A review by miguel
Beyond the Pleasure Principle by Sigmund Freud, James Strachey

4.0

"We must be patient and await fresh methods and occasions of research. We must be ready, too, to abandon a path that we have followed for a time, if it seems to be leading to no good end."

In Freud's Beyond the Pleasure Principle, he advances a comprehensive argument in favor of the notion of a death instinct or death drive that works independently of the pleasure principle as a function of the human mind. Freud brings to bear his formidable reasoning skills and elastic prose in evidencing this view. The contours of Freud's argument cite children's play habits, sadism as a displaced death instinct, and the "compulsion to repeat" as examples of the death instinct which operates both in opposition to and in tandem with self-preservation born of sexual instinct or ego-instinct.

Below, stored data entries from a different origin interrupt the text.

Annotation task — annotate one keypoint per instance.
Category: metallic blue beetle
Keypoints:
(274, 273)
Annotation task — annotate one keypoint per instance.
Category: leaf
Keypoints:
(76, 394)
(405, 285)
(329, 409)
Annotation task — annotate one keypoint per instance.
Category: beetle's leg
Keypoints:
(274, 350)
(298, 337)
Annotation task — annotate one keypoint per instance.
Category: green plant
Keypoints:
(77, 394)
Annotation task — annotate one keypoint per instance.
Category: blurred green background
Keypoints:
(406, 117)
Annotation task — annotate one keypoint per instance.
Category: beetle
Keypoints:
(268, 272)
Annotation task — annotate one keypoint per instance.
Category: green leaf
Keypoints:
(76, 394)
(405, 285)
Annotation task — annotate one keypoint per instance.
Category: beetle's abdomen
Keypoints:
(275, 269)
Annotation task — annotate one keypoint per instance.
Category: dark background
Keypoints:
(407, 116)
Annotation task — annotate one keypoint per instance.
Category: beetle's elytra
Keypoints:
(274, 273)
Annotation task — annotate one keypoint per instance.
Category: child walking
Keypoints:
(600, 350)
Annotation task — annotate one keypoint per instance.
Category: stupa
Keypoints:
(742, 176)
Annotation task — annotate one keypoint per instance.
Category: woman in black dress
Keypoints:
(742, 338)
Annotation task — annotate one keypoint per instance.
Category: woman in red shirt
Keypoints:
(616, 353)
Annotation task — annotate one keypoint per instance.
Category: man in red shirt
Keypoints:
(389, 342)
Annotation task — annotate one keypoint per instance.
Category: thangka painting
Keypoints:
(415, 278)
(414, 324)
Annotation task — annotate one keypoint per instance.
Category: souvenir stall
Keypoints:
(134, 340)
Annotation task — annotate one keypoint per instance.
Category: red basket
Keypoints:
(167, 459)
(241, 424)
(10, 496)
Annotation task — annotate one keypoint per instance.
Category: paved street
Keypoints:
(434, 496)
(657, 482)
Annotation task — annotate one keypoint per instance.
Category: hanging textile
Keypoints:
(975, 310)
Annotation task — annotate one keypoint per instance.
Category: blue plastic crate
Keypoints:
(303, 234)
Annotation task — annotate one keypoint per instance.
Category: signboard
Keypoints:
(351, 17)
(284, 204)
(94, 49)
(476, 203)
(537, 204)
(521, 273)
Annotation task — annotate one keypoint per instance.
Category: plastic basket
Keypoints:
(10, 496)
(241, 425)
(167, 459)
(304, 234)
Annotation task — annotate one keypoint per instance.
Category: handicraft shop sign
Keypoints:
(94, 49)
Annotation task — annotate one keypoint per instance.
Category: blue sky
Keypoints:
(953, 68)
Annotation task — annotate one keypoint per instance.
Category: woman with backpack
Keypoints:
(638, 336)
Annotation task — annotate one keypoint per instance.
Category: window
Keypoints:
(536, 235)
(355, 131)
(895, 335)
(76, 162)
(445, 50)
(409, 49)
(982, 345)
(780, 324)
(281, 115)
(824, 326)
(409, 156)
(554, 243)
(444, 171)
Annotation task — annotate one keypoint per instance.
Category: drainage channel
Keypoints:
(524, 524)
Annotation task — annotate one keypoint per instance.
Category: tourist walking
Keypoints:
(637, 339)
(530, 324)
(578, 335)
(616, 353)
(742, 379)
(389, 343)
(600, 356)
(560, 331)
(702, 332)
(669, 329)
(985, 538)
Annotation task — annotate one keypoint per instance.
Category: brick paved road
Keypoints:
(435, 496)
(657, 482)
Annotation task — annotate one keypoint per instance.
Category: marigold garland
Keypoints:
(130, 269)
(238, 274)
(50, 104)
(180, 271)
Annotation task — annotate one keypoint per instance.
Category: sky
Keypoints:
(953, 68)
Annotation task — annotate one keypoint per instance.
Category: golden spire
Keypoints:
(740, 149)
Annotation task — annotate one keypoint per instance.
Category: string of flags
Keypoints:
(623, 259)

Freud's argument here is self-awarely speculative and hedges its bets quite carefully. Reading Beyond the Pleasure Principle from the tradition of critical theory or philosophy presents unique challenges as a result of the number of psychoanalytic jargon terms that feature into his text. Additionally, Freud is notoriously loose with using various terms interchangeably. To further complicate this, the "Standard" translation authorized by Freud leaves a little to be desired in terms of rendering the nuance of some of Freud's neologism. Still, Beyond the Pleasure Principle is a foundational text, a well-written argument, and an entertaining read.